Many businesses have a buyout agreement that says that if one owner retires or resigns, the others can buy out his or her interest at a certain price.
These agreements are a smart idea for retaining control of a company. But you should keep in mind that they can sometimes be used in ways you wouldn’t expect.
For instance, Irvin Gordon was a member of a professional firm in New Hampshire. His agreement said that if he died or resigned, the other owners would buy out his interest according to a fixed formula. Gordon was not allowed to sell his interest to anyone other than the firm.
Sometime later, Gordon got divorced. So the question was how to value his membership interest (so that his wife could get her fair share of the couple’s assets).
Gordon argued that his interest was worth about $25,000 – which was what a third party could be expected to pay for the right to receive his buyout payment at his expected retirement date.

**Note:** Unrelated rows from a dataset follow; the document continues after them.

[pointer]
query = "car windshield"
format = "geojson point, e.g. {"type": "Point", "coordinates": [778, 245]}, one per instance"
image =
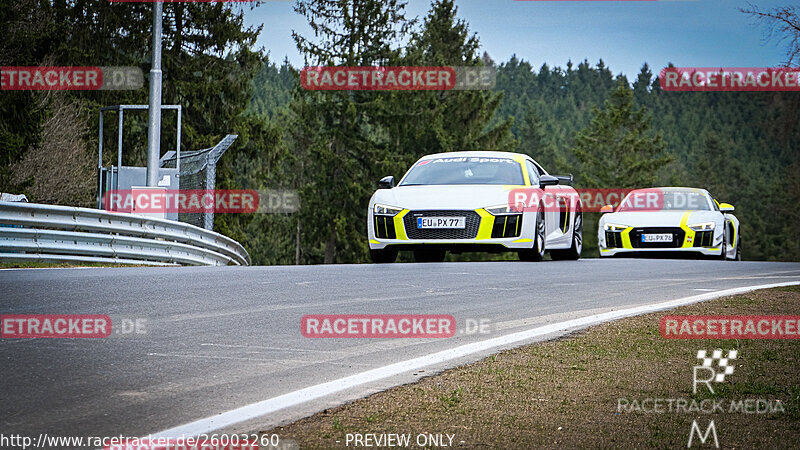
{"type": "Point", "coordinates": [665, 200]}
{"type": "Point", "coordinates": [465, 170]}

However, his wife Priscilla claimed his interest was worth about $180,000 – the amount he’d receive if he retired immediately.

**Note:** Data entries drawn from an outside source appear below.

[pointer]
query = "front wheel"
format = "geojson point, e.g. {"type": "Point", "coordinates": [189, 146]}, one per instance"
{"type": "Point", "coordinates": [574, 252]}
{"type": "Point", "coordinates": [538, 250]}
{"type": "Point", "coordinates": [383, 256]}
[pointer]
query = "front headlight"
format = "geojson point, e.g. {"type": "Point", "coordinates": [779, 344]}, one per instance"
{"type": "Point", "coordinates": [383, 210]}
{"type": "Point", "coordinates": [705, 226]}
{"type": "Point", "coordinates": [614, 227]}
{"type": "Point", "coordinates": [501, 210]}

The New Hampshire Supreme Court sided with Priscilla. It said using the $180,000 figure was more reasonable than a figure based on a speculative retirement date and a hypothetical sale to a third party that was prohibited by the agreement.
It’s not clear if a different buyout agreement would have led to a different result – but if you’re signing one, it’s worth speaking to an attorney about any possible unintended consequences.